The object of this road is railway communication between Denver and the mountain towns and cities of Colorado. It was completed to Golden City in September, 1870, which event was duly celebrated by the citizens of Denver, Golden City, and Gilpin and Clear Creek counties. Its completion thus far has already largely benefitted not only the rich agricultural and coal mining region it traverses, but the gold and silver mining districts in the mountains. This is the first railway to reach the foot-hills in Colorado, and may be the first to penetrate these and climb the mountain ranges beyond. 'Careful surveys have already defined the line of this road through the foothills and along spurs of the range to Georgetown, and have established, beyond question, the fact that our mountain cities and mining districts can and will have railroad facilities. It is, perhaps, needless to add that the mining interests of the Territory have already received a fresh impetus from the success of this enterprise, and that their future prosperity will be largely enhanced by the means of cheap and rapid transportation for freight and passengers, which this road will afford, when completed, to the mining districts.

The initial steps toward the formation of a company to construct and stock the Colorado Central were taken by W. A. H. Loveland, of Golden City, who is one of the present directors, and has always been an active and able friend of the enterprise. In his untiring efforts in pushing forward the work he has been ably aided by T. J. Carter, Esq., also of Golden City, the president of the road. These gentlemen have been promptly assisted by other capitalists, and have displayed commendable energy and business capacity in the management of the company's affairs ; and have not only made rapid progress in constructing the road, but have made it first-class in every way.

The work of completing the road to the mining districts is being pushed forward with much energy, and in a short time miners of Gilpin and Clear Creek counties will have railroad transportation for their ores to the base of the mountains.

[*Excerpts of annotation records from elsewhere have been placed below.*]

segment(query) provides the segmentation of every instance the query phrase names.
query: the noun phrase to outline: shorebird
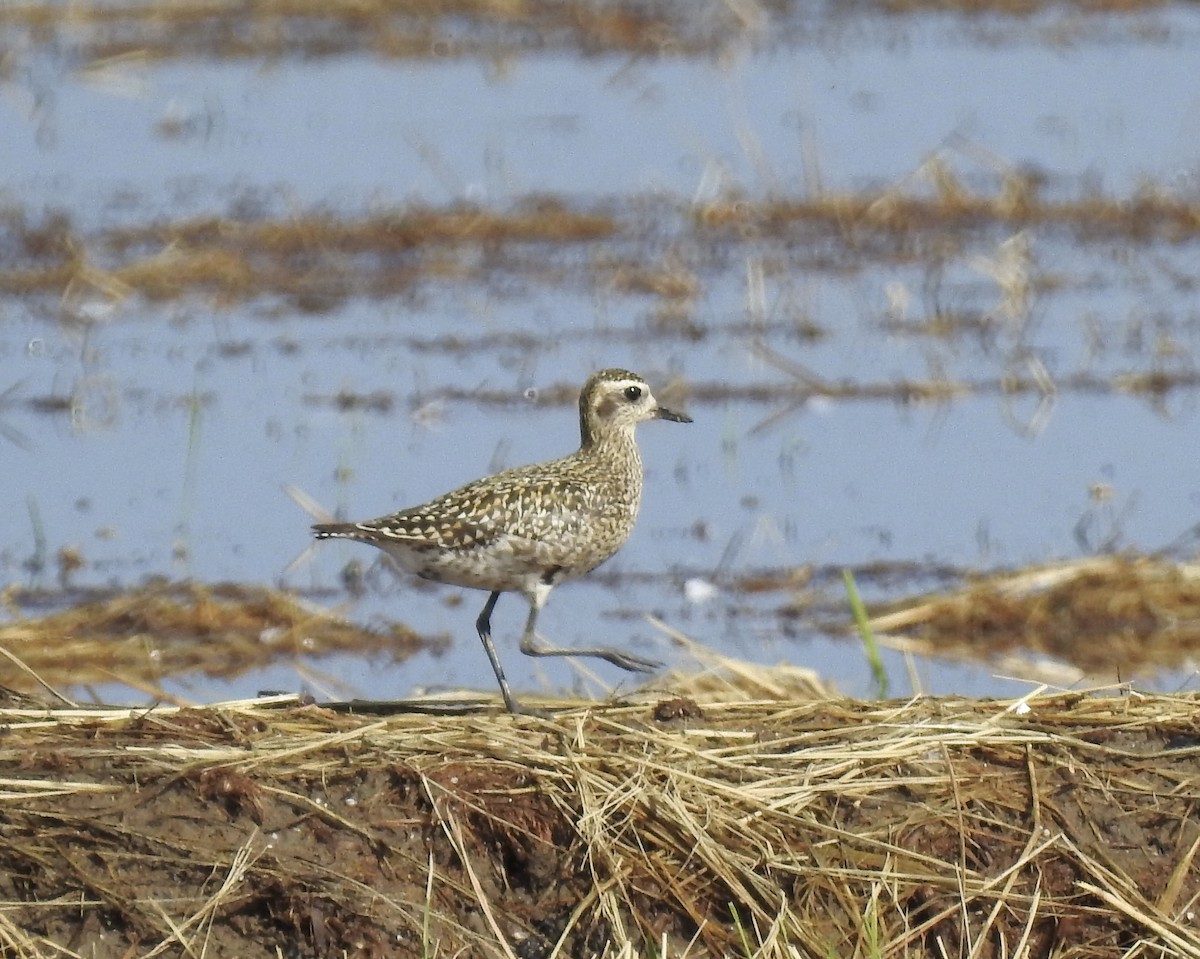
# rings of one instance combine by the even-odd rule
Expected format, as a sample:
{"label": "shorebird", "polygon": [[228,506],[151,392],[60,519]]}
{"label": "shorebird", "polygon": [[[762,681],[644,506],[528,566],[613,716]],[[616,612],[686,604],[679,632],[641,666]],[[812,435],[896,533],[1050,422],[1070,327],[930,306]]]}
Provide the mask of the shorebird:
{"label": "shorebird", "polygon": [[539,643],[538,613],[550,591],[592,571],[629,539],[642,501],[642,455],[634,430],[644,420],[691,422],[659,406],[628,370],[593,373],[580,391],[580,448],[558,460],[506,469],[420,507],[358,523],[318,523],[317,539],[378,546],[402,569],[451,586],[487,589],[475,629],[510,713],[521,706],[492,643],[500,593],[529,600],[521,652],[532,657],[595,657],[630,672],[661,664],[607,647],[563,649]]}

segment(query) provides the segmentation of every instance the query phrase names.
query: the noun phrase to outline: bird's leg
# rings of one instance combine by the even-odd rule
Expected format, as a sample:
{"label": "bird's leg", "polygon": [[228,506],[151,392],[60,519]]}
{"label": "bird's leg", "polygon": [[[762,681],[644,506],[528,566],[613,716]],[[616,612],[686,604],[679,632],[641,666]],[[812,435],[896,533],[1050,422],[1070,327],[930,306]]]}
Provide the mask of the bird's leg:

The officers who have immediate charge of the business of the Colorado Central railroad are:

T. J. Carter, President;
J. B. Shepherd, General Freight and Ticket Agent.

The Denver and Rio Grande Railway Company has been organized, with General W J Palmer, of Denver, as president, and has issued stock to the amount of one million dollars, for the construction of the first 80 miles of road, and work is progressing rapidly. One hundred thousand dollars of the stock was taken in Colorado; two hundred thousand in other parts of the United States, and seven hundred thousand in Europe. The first 80 miles of this road will be completed during the summer of 1871, and the balance as soon thereafter as possible.

The company expects the countries, through which their road will pass, to aid them in securing the necessary funds required to complete it, by voting bonds for that purpose. This should be done liberally, as the road will develop the country and enhance the value of all kinds of property along its line. The route of this road, in Colorado, is through the richest agricultural and grazing districts, and sufficiently near the mountains and foot-hills to benefit the gold, silver and coal mining regions.

The well-known energy and business ability of the president of the company make the success of this enterprise a certainty, and ensure Colorado a continuous line of railroad from the northern to the southern borders.